The June-to-September rainy season will be 95% of the average reported between 1941 and 1990, a level considered normal, India’s weather office said on 19 April.
Rains are critical to India as only two-fifths of its farmland is irrigated. Prices of wheat, lentils and other agricultural products have risen twice as fast as manufactured goods in the past year, leading to two state election losses in February for Prime Minister Manmohan Singh’s government.
“This is good news for the government,” said Saumitra Chaudhuri, chief economist at New Delhi-based rating company ICRA Ltd., partly owned by Moody’s Investors Service. “However, the critical factor is the distribution of rainfall, which is rarely mentioned in the weather forecast,” he added.
India’s weather department reported rains were 100% of the long period average last year. Still, agricultural growth slowed to 2.7% in the year ended 31 March from 6% in the previous year as uneven distribution of rainfall hurt production of monsoon oil seeds and coarse cereals.
India’s United Progressive Alliance government is importing wheat for the first time in six years, banned export of pulses and cut import tax on edible oil to curb farm prices that have risen at 10.7% in the week ended 31 March compared with 5.8% price gains for manufactured products.
RBI Governor Y.V. Reddy, who aims to trim inflation to between 5% and 5.5% this year, is due to release the central bank’s next monetary policy statement in Mumbai on 24 April. The key wholesale price inflation index was 5.74% in the week ending 31 March and has held above Reddy’s target since December.
“If you look at the way inflation has been moving, farm products have been the main contributors,” said Harish Menon, an economist at ING Vysya Bank Ltd. in Mumbai. “Larger supply will certainly help prices to cool,” reducing the pressure on the RBI to increase interest rates.
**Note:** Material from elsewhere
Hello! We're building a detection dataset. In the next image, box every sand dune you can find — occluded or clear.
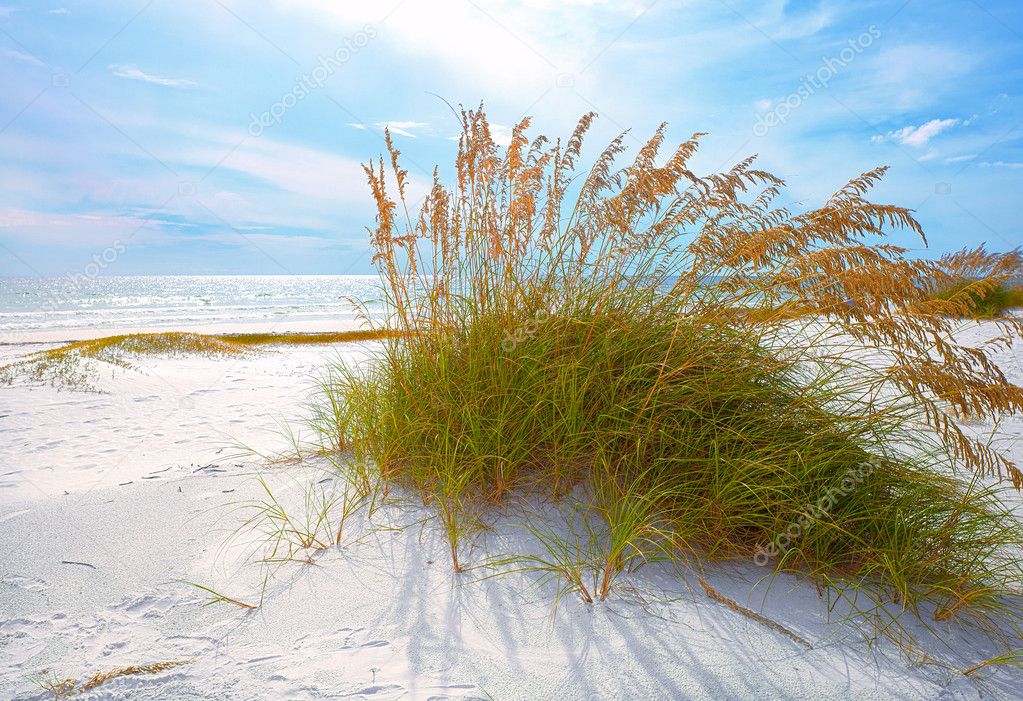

Rising interest rates prompted Goldman Sachs Group Inc. economists Tushar Poddar and Mark Tan to say this month that India faces the risk of stagflation. Inflation may accelerate due to supply constraints and the economy may slow because of continued interest rate increases.
Climbing borrowing costs will curb growth in Asia’s fourth- largest economy to 8.4% in the year starting 1 April, the International Monetary Fund (IMF) said last week. The Asian Development Bank and Goldman Sachs estimate the economy to grow 8% this year. India’s economy probably grew 9.2% in the year ended 31 March, according to the government forecast.
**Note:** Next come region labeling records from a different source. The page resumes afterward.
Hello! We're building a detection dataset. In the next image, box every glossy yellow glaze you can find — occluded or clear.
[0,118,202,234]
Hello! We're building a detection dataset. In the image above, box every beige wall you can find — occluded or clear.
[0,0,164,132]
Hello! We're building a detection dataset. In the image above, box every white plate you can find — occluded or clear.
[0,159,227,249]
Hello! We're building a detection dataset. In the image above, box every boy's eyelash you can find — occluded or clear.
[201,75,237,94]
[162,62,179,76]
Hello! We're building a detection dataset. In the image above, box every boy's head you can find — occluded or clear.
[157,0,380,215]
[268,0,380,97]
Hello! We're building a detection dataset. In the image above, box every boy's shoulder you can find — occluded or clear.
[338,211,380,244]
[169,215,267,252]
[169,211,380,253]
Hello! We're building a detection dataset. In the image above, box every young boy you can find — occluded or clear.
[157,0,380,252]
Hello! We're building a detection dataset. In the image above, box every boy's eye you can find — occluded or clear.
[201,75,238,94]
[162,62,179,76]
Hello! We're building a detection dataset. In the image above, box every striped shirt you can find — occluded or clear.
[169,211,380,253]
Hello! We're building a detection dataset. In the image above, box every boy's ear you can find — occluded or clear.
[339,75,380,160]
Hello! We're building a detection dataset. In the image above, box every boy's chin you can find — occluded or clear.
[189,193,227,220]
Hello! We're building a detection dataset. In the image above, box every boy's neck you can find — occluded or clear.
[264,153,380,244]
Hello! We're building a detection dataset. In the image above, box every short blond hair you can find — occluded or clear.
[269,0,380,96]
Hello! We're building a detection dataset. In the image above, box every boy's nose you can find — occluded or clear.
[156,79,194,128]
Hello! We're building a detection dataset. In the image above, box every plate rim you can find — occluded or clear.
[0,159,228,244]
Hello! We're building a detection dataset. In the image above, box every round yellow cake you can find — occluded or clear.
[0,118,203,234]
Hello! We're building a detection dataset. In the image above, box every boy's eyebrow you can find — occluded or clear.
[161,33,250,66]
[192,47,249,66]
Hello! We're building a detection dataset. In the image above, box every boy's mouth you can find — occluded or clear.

Abundant rainfall boosts the incomes of the country’s 700 million rural dwellers, increasing spending on goods such as motorcycles produced by Hero Honda Motors Ltd. and fuelling economic growth.
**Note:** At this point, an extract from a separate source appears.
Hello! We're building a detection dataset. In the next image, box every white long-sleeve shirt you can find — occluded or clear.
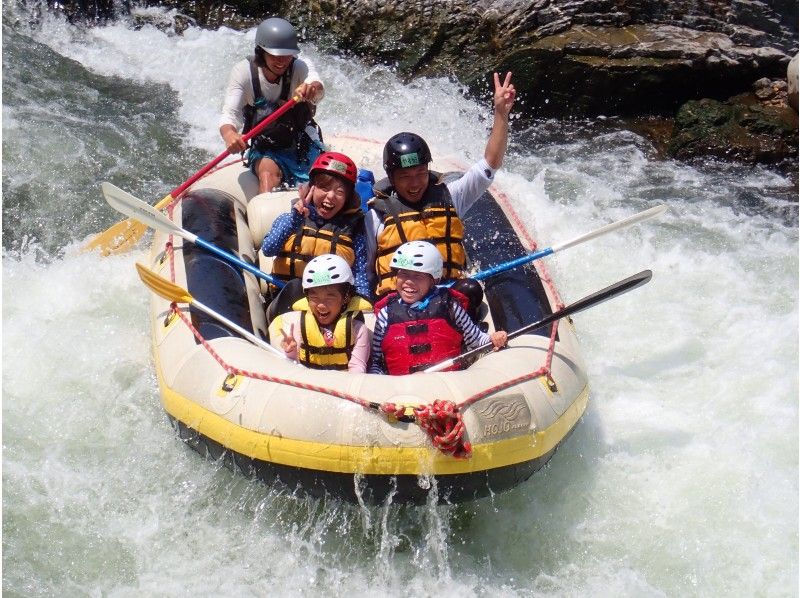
[219,58,325,131]
[364,158,497,289]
“The monsoon and distribution is crucial for the consumer goods companies,” said Abhijeet Kundu, an equity analyst at Prabhudas Lilladher Pvt. in Mumbai. “Should the monsoon turn unfavorable, it damps demand for goods in rural areas” as lower income forces buyers to cut spending.
Rural consumers account for about 40% of sales for companies including Hindustan Lever Ltd., the country’s biggest maker of household products, and Britannia Industries Ltd., an Indian cookie maker.
The Bombay Stock Exchange 14-stock Fast Moving Consumer Goods (FMCG) Index, which includes Hindustan Lever, Britannia and ITC Ltd., India’s biggest cigarette maker, has declined 19% in the past year, according to data compiled by Bloomberg.